TP255 (EMS-1116-968239) Delaware River Refinery Effects Differentiated in Tissue, Sediment, and Dated Core Investigation.
Start time: 8:00 AM
Emsbo-Mattingly, S1, Uhler, A1, Hall, L2, Burton, D2, Alexander, C3, Liu, B1, 1 NewFields, Rockland, MA, USA2 University of Maryland, Queenstown, MD, 216583 Skidaway Institute of Oceanography, Savannah, GA, 31411
The assessment of refinery impacts on proximal and regional ecological systems poses many technical challenges. In this investigation, the integrated use of advanced chemistry, ecological risk assessment, and radiogenic dating helped distinguish discrete sources of PAHs from those associated with urban background. Here, a comprehensive evaluation of PAH sources was important because the refinery site was down river from a large metropolitan area and proximal to major shipping channels. The technical approach for this study employed many components including detailed hydrocarbon fingerprinting in horizontal, vertical, and temporal dimensions.
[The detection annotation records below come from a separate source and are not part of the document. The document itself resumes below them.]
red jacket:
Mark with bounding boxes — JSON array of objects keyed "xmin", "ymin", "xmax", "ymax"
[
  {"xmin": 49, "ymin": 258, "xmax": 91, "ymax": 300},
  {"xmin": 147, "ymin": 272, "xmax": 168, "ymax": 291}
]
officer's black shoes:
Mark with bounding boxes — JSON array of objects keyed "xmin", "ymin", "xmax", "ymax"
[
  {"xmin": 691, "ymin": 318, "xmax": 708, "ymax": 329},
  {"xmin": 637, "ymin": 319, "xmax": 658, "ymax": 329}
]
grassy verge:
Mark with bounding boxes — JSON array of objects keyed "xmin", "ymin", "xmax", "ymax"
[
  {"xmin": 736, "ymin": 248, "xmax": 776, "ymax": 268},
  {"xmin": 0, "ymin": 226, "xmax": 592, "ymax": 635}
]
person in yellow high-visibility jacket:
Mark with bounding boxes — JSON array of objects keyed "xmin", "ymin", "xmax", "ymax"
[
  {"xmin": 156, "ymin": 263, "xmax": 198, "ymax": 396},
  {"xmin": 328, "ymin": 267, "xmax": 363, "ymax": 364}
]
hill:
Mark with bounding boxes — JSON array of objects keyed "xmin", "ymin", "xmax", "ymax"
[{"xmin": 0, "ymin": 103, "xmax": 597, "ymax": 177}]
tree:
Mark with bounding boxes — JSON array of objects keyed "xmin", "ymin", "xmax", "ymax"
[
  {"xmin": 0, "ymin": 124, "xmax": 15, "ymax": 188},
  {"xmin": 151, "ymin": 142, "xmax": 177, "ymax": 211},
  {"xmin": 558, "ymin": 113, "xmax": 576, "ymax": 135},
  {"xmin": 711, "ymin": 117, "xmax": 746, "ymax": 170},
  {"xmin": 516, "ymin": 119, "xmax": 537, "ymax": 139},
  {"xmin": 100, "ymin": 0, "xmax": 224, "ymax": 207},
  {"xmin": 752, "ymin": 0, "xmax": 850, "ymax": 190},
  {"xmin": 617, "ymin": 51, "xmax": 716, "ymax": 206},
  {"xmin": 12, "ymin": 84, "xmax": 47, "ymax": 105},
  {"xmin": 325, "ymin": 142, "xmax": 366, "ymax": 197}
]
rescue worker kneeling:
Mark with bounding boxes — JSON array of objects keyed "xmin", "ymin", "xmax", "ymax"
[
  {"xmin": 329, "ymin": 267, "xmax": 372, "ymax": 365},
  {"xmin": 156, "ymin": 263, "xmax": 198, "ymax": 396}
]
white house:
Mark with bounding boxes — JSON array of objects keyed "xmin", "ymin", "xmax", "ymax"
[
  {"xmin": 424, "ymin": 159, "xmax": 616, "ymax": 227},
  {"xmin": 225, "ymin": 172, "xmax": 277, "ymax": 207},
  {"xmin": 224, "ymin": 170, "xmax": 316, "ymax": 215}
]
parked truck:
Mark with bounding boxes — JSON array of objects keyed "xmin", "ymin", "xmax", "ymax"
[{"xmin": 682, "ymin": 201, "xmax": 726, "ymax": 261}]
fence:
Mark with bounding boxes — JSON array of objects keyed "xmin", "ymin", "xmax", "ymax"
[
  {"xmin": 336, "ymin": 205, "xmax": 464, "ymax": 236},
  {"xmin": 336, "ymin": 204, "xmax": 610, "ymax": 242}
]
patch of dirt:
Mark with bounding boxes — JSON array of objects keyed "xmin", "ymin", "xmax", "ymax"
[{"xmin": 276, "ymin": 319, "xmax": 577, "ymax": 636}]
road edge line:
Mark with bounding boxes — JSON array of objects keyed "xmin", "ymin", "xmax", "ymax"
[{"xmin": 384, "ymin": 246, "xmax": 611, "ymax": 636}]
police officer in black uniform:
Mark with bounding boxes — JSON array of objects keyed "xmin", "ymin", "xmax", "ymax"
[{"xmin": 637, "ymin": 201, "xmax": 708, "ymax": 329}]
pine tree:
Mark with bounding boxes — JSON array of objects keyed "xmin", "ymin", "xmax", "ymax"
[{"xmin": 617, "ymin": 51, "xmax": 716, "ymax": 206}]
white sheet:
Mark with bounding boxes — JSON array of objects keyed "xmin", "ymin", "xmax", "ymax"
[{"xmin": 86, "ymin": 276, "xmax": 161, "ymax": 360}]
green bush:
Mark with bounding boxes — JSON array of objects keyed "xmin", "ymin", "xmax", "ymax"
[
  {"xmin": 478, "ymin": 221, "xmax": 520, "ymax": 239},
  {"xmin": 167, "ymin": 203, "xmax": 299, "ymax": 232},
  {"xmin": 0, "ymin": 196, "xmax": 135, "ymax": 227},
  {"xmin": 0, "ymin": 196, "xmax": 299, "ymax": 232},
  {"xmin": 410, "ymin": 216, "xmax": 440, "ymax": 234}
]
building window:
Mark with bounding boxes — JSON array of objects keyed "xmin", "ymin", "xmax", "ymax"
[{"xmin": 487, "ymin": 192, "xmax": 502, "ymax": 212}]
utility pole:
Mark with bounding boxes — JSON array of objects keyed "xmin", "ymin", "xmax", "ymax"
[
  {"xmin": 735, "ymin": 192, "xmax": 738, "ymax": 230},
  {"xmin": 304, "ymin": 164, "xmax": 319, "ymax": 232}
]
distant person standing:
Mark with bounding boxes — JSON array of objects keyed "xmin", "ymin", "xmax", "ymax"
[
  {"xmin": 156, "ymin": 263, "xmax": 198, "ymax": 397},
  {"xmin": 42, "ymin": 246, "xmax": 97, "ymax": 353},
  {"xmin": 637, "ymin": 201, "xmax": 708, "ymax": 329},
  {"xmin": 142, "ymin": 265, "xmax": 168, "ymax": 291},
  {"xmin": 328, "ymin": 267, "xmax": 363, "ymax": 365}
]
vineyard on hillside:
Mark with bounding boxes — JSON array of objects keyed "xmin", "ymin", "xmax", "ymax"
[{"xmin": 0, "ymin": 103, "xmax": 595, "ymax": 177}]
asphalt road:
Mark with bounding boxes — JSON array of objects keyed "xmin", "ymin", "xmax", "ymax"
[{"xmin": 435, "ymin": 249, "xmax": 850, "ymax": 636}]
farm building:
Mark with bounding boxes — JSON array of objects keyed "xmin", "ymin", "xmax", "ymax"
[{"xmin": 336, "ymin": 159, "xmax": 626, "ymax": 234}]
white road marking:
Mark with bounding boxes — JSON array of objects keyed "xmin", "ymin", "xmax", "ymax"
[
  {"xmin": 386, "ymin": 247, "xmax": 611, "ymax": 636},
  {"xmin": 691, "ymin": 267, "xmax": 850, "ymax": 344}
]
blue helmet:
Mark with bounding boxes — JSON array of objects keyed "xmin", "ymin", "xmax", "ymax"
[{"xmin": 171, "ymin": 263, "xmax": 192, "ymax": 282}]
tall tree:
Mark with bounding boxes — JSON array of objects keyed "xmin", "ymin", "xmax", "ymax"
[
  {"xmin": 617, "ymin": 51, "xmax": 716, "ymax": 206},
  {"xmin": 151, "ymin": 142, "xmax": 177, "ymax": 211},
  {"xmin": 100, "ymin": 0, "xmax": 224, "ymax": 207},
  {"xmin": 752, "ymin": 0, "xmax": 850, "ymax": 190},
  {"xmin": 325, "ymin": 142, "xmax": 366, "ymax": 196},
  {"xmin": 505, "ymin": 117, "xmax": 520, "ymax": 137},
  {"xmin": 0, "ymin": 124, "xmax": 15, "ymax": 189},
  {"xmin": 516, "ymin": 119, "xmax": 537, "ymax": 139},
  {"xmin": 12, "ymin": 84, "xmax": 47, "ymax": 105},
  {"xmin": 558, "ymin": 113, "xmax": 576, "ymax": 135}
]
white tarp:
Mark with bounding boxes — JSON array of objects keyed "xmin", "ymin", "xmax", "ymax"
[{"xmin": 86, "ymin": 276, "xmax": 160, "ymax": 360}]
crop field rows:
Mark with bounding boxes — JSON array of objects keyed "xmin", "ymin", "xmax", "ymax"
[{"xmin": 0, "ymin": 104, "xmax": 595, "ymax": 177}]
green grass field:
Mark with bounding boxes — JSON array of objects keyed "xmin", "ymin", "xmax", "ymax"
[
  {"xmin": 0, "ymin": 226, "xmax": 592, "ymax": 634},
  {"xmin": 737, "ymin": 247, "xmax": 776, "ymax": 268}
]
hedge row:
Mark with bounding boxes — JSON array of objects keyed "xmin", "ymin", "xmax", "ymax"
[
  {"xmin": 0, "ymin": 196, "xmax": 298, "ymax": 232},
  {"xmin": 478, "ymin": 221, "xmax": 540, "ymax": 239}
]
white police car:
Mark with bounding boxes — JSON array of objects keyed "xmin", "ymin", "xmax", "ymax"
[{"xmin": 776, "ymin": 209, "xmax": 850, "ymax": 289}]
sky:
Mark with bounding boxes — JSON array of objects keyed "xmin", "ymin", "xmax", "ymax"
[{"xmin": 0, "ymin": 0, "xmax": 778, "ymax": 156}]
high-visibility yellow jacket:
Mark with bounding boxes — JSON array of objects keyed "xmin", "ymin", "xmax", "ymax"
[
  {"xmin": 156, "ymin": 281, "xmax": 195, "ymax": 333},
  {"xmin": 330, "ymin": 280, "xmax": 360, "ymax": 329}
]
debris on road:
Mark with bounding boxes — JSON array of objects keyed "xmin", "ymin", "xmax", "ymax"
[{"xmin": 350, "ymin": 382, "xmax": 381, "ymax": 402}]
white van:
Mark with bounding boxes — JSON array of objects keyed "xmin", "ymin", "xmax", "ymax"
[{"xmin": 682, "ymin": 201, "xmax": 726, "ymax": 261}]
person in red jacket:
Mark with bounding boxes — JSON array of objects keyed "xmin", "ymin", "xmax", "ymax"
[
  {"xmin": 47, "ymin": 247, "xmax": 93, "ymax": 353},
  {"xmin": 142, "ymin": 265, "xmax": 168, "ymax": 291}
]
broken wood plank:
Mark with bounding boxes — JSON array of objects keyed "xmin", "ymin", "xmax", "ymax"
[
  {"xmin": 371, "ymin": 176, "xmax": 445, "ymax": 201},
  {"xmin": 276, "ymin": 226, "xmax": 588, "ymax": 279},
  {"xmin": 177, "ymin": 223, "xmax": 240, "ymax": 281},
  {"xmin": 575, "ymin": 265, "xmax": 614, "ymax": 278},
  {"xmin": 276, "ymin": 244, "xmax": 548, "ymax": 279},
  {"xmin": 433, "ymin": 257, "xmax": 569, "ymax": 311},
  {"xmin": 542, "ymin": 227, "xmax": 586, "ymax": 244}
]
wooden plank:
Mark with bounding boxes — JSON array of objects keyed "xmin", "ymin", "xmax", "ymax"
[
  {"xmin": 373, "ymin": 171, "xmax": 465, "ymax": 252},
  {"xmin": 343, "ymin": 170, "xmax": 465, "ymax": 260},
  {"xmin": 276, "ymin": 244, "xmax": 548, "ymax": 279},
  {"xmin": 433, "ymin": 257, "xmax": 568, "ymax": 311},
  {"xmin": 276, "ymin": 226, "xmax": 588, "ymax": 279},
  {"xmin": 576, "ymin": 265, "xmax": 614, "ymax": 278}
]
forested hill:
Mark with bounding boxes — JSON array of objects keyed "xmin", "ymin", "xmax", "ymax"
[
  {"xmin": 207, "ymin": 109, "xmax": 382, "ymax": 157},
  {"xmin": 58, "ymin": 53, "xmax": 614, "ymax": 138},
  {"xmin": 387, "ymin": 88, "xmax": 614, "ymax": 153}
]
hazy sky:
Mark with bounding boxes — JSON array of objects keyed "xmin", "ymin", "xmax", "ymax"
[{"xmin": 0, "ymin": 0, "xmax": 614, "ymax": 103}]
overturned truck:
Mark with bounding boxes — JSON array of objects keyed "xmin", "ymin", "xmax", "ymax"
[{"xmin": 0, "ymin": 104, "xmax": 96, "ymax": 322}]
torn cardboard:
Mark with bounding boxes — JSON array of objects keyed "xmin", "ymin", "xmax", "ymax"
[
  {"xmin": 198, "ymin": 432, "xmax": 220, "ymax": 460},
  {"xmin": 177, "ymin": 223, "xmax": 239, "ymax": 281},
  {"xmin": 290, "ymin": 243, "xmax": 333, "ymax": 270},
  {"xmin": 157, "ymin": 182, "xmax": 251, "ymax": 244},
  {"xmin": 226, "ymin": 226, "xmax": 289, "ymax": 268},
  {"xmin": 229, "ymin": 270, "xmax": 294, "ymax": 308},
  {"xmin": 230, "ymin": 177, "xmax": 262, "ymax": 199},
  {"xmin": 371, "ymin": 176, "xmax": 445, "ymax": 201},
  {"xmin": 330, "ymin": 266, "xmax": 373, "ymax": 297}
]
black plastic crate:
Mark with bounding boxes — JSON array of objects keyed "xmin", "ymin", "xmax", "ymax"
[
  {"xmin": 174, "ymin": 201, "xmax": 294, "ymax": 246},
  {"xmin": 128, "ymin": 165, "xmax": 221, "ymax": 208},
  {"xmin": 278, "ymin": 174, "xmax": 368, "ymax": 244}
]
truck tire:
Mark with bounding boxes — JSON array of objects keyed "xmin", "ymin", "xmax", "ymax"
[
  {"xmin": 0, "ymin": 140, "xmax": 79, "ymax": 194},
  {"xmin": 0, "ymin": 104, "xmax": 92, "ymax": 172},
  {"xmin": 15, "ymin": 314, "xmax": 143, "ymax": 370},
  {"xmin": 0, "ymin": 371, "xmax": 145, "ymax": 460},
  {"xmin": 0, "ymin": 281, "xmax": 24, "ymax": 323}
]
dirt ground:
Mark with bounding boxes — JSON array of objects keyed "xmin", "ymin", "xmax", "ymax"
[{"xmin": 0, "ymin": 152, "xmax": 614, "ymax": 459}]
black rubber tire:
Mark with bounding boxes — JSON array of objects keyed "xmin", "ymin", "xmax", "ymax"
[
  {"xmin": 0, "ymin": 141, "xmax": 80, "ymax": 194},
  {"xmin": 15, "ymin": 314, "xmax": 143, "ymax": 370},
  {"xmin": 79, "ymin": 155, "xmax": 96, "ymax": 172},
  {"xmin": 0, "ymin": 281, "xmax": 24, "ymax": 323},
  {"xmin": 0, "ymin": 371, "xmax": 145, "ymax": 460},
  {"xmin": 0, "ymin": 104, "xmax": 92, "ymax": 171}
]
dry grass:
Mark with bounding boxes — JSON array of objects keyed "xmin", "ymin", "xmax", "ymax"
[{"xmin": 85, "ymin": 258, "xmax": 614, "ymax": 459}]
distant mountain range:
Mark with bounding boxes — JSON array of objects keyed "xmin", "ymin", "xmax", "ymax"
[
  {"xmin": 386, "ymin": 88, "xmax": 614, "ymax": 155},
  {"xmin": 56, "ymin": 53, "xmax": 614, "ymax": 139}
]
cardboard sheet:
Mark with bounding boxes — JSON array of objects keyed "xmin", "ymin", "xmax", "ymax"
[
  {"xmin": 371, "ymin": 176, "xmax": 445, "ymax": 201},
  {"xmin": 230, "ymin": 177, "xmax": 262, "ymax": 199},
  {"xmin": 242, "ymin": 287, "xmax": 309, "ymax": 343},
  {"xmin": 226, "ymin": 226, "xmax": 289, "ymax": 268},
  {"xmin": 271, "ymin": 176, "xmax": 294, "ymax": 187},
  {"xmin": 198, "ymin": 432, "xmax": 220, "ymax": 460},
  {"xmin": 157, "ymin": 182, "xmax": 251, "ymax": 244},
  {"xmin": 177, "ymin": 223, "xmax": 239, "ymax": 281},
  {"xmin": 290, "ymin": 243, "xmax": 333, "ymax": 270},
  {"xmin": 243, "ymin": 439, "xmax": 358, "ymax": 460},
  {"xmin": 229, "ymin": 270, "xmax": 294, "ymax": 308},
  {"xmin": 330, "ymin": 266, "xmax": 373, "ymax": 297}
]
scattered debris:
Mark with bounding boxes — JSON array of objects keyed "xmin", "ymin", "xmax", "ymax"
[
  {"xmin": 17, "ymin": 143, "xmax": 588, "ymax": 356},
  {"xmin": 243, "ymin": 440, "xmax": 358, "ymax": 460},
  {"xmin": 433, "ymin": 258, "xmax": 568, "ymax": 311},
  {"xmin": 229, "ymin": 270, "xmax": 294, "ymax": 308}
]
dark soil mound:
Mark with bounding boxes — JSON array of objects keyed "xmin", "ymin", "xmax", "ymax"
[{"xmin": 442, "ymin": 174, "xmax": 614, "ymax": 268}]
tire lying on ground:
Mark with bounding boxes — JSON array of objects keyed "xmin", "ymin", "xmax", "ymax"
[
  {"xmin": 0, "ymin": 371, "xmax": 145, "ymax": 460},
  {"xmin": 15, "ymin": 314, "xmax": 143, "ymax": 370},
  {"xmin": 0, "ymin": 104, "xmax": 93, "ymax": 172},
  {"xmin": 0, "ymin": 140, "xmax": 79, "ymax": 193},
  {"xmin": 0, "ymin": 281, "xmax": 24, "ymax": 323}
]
In addition, the chemical signatures of sediments and selected biota were compared as part of the ecological risk assessment (sediment triad study). Principal components analysis (PCA) proved effective at comprehensively tracing refinery derived hydrocarbons in the river system. The results of this analysis helped identify the local distribution of refinery impacts to the zone where the PAHs were indistinguishable from urban background. Local variations in the background signatures were also observed and attributed to changes in local land use (urban, residential, rural, and wetland) that generally varied by watershed.